For newly data collection:

• Male and female Patients.
• Patients over 18 years old.
• Patient who gives his/her signed informed consent to be able to use information about their condition.
• Patient who has the diagnosis of: rheumatoid arthritis, connective tissue disease (CTD) (systemic sclerosis or scleroderma; inflammatory myopathy: antisynthetase, dermatomyositis, polymyositis, mixed connective tissue disease; systemic lupus erythematosus; primary Sjögren syndrome; pulmonary fibrosis associated with non-specific autoimmunity; primary systemic vasculitis; psoriasis, anchylosing spondylitis, reactive arthritis) Spondyloarthritis (SpA) or sarcoidosis, (accordingly with the updated clinical criteria for each pathology).

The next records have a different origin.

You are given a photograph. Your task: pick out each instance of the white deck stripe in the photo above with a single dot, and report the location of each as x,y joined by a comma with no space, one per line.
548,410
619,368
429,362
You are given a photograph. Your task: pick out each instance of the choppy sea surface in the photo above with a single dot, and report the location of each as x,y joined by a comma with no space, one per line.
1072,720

Patient with any interstitial lung diseases (ILD) diagnosed clinically and by a high-resolution computed tomography study with an interstitial pattern (supervised by an expert radiologist).

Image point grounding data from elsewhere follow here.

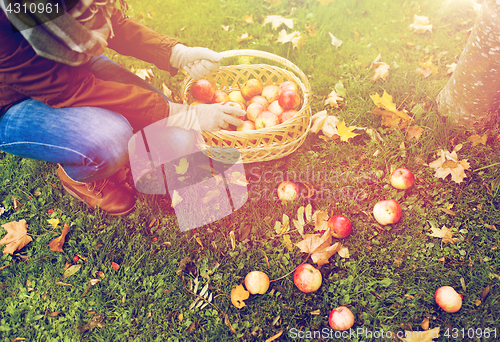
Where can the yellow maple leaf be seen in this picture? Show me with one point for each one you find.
(16, 237)
(421, 336)
(345, 133)
(444, 233)
(385, 102)
(333, 99)
(238, 295)
(277, 20)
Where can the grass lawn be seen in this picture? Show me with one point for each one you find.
(390, 278)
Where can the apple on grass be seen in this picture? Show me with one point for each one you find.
(289, 99)
(288, 191)
(448, 299)
(340, 226)
(387, 212)
(254, 110)
(307, 278)
(266, 119)
(257, 282)
(270, 92)
(402, 179)
(288, 85)
(203, 91)
(287, 114)
(341, 318)
(252, 88)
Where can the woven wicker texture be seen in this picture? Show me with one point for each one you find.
(267, 143)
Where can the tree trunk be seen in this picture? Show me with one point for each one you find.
(471, 98)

For existing data collection:

• Medical Records from patients with whom contact was permanently lost for any reason since 2012 till the study start date.
• Medical Records from male and female Patients.
• Medical Records from patients over 18 years old.

• Medical Records of patients that have at least: patient initials, date of birth, gender, date of diagnosis, full diagnosis of:

  • Patient who has the diagnosis of: rheumatoid arthritis, CTD (systemic sclerosis or scleroderma; inflammatory myopathy: antisynthetase, dermatomyositis, polymyositis, mixed connective tissue disease; Systemic lupus erythematosus; primary Sjögren syndrome; pulmonary fibrosis associated with non-specific autoimmunity; primary systemic vasculitis; psoriasis, anchylosing spondylitis, reactive arthritis) SpA or Sarcoidosis, (accordingly with the updated clinical criteria for each pathology).
  • Patient with any ILD diagnosed clinically and by a high-resolution computed tomography study with an interstitial pattern (supervised by an expert radiologist).

Exclusion Criteria:

• Patient with a biopsy definition of usual interstitial pneumonitis, related to any other non-CTD.
• Patient with post-chemotherapy or post-radiotherapy pneumonitis.
• Medical Records of patients without full diagnostic of ILD (clinically and by biopsy or high-resolution computed tomography).

Study Plan

How is the study designed?

Number of groups / cohorts

1

Cohorts and Interventions

Group / Cohort

All participants; All participants must be diagnosed with rheumatic disease (connective tissue disease (CTD)) and interstitial lung disease (ILD) and fulfil all inclusion and no exclusion criteria. Information about participants will be obtained from electronic and physical medical records for existing data collection (over the past ten years, from 2012 to 2022) and/or from medical consultations for newly collected data (for the next three years, from 2023 to 2026). The participants' observation time varies and can be over the whole study duration (from 2012 to 2023), over the past ten years only (existing data) or over the next three years (new data).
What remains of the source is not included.